Catholic tradition, attentive to the fourfold senses of Scripture, finds significant depth in this passage beyond its difficult surface. At the literal level, the Church has always acknowledged that the Old Testament records divine justice operating through human instruments in a particular historical economy — what the Catechism calls the "pedagogy of God" (CCC §1950, §122), who educated Israel through law, history, and consequence.
St. Augustine, in Quaestiones in Heptateuchum, wrestled with the morally challenging acts of the Judges and argued that such figures acted under divine authorization within a covenant framework not yet fully illuminated by the Gospel — they are not models for private vengeance but signs of a God who holds his people accountable for refusing solidarity with his redemptive purposes.

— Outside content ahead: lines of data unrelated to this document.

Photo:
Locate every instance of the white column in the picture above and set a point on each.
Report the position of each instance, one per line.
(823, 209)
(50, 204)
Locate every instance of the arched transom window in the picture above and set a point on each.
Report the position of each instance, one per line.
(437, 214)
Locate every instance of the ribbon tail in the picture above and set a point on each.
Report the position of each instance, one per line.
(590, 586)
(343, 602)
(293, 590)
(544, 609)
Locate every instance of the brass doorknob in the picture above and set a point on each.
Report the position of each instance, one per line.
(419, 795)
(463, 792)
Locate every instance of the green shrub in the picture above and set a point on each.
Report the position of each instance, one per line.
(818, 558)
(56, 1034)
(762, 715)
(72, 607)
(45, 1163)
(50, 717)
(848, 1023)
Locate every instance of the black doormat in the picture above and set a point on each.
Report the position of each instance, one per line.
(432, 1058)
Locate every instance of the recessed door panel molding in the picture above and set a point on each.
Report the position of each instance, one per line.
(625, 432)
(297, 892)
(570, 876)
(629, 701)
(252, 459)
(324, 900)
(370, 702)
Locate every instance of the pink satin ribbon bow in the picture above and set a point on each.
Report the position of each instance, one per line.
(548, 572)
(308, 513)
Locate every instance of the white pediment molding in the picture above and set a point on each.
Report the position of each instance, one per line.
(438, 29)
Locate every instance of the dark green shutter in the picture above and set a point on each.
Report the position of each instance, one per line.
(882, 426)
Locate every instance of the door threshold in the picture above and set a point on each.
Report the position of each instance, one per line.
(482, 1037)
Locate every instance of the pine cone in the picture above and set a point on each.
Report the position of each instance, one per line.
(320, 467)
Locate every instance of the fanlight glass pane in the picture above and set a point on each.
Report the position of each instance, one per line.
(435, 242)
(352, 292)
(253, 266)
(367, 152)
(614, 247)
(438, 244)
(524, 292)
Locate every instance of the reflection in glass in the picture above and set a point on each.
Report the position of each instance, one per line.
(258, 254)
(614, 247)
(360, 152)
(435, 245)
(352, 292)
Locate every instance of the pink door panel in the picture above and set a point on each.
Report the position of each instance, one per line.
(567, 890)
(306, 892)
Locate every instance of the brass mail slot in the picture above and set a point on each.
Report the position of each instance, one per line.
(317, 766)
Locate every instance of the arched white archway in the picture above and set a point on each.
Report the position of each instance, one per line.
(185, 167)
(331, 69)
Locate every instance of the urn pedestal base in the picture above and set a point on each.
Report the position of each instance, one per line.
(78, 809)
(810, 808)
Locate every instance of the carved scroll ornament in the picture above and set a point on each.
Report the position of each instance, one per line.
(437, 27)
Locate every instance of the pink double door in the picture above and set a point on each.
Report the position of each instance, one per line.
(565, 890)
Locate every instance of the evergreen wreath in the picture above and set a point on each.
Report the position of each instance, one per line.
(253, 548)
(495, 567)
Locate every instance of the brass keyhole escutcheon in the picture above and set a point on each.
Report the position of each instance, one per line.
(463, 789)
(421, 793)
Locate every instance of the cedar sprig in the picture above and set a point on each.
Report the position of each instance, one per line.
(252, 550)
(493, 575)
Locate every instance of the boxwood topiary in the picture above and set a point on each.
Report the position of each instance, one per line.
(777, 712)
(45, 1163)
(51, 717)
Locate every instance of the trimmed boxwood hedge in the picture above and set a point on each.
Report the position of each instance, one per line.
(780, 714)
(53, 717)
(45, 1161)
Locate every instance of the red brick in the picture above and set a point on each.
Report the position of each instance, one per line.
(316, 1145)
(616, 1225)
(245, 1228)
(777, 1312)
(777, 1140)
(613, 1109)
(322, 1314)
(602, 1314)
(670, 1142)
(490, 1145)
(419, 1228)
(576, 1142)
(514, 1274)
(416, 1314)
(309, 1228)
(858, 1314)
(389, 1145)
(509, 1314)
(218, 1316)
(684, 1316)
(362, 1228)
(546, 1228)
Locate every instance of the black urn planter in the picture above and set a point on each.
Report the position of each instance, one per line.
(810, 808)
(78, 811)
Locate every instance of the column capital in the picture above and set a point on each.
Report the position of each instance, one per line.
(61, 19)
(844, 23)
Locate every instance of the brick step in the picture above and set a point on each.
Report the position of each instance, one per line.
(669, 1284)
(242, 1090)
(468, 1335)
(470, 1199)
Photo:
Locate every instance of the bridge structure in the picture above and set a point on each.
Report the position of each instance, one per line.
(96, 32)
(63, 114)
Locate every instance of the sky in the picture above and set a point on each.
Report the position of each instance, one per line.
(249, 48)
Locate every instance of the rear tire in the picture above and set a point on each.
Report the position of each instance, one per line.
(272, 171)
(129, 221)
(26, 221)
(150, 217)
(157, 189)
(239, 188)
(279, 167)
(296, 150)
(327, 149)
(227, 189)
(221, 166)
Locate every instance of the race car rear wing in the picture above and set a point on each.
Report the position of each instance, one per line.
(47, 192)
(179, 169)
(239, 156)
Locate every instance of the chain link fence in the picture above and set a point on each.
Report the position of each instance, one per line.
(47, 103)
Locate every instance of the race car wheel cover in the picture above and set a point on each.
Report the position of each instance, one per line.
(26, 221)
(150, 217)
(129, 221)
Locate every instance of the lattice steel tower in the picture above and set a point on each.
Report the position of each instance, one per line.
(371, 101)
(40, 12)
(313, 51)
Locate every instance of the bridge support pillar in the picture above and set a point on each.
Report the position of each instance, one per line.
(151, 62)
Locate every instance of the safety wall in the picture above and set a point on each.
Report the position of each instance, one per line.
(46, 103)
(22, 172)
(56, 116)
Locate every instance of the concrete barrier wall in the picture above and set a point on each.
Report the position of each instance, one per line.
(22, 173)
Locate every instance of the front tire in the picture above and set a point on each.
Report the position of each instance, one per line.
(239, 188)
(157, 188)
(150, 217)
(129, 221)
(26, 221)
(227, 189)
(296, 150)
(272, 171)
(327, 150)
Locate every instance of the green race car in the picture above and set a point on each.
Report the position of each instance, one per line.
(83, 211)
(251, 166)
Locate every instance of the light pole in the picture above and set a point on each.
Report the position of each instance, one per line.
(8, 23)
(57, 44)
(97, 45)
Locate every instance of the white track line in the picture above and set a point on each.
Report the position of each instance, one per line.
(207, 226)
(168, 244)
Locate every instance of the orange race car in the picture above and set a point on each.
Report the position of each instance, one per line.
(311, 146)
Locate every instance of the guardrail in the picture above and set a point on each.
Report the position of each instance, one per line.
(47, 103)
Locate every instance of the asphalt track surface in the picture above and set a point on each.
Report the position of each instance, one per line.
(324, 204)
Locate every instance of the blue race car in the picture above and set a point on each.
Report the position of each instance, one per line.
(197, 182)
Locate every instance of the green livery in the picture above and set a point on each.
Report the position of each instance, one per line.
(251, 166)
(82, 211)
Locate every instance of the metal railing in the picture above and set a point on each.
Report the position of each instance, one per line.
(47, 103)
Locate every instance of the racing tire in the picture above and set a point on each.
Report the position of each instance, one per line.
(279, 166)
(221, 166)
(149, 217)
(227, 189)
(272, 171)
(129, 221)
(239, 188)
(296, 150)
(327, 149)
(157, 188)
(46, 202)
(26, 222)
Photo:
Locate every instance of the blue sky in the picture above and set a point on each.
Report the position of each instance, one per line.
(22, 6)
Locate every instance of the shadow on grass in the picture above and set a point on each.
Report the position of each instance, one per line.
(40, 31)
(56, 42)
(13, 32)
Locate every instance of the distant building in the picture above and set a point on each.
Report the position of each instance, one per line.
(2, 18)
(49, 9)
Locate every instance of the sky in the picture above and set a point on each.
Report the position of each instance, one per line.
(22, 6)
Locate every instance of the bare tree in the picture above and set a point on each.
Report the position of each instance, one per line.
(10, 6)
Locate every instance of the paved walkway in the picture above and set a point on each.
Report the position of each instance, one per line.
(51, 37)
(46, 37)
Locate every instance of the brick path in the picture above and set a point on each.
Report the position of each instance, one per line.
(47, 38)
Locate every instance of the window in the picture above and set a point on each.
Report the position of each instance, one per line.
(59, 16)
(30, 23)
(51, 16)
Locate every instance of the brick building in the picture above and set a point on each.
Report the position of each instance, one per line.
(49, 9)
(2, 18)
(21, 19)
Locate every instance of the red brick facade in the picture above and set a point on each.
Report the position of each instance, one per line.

The thorns motif invites profound theological reflection. The Fathers consistently read "thorns and thistles" (Gen 3:18) as signs of the disorder introduced by sin into creation. When Gideon uses thorns of the wilderness as instruments of judgment, Catholic typology — developed most fully by Origen and later by St. Bede in his commentary on Judges — sees an anticipation of the crown of thorns: sin's thorns turned back upon sinful humanity through the redemptive suffering of Christ. The Judge of all things submits to what judges us, to deliver us.
Furthermore, the destruction of Penuel's tower echoes a consistent Magisterial theme: the idolatry of self-sufficiency. Pope Francis, in Laudato Si' §§115–116, warns against "technocratic" structures that insulate human communities from dependence on God and neighbor. Succoth and Penuel's towers — literal and figurative — represent exactly this temptation: the refusal to be vulnerable alongside those whom God has sent. The Catechism's teaching on solidarity (CCC §1939–1942) provides the clearest lens: "Socio-economic problems can be resolved only with the help of all the forms of solidarity." Succoth's refusal was, at root, a sin against solidarity.
This passage confronts contemporary Catholics with a question that is decidedly not comfortable: what is my posture toward those whom God has sent into my life weary, hungry, and mid-mission? The men of Succoth did not actively oppose Gideon — they simply calculated that helping him was too risky and mocked the very possibility of his success. This is a recognizable spiritual posture: the pragmatic withholding of support, resources, or encouragement from those engaged in God's work because success seems unlikely or costly.
Concretely, this might look like a parish community that declines to fund a difficult outreach ministry because the numbers don't justify it; a Catholic professional who withholds support from a colleague doing genuine good because it seems imprudent; or a family member who mocks another's sincere religious vocation. The "taunting" of Succoth is very much alive in subtle forms of discouragement directed at those doing hard, God-directed work.
The pedagogical nature of Gideon's punishment — teaching with thorns — also invites examination of conscience around the pain we receive when our refusals of solidarity catch up with us. Catholic spiritual direction has long recognized that suffering can be a teacher. The question is whether we recognize what it is teaching.
Verse 17 — The Tower of Penuel Demolished Penuel receives a more severe judgment: its tower — likely a fortified citadel representing civic pride, military strength, and the pretension of self-sufficiency — is broken down, and its men killed. Penuel is the site where Jacob wrestled with God (Gen 32:30), a place already charged with the drama of divine encounter and human vulnerability. The destruction of its tower resonates with the Babel motif (Gen 11): human structures built in defiance of divine purpose are brought low. Penuel's sin mirrored Succoth's but its punishment is harsher, perhaps because a tower-fortress represents a more aggressive self-reliance, a deliberate fortification against dependence on God's chosen instruments.
Typological Sense The passage operates on a typological register pointing toward divine judgment and the accountability of those who reject God's saving mission. The refusal of Succoth and Penuel to sustain God's deliverer anticipates the sobering logic of Matthew 25: those who refuse the weary and hungry servants of God's kingdom bear real guilt. Gideon's role here — as both deliverer and judge — prefigures Christ, who is both Savior and the one before whom every refusal of mercy will be answered.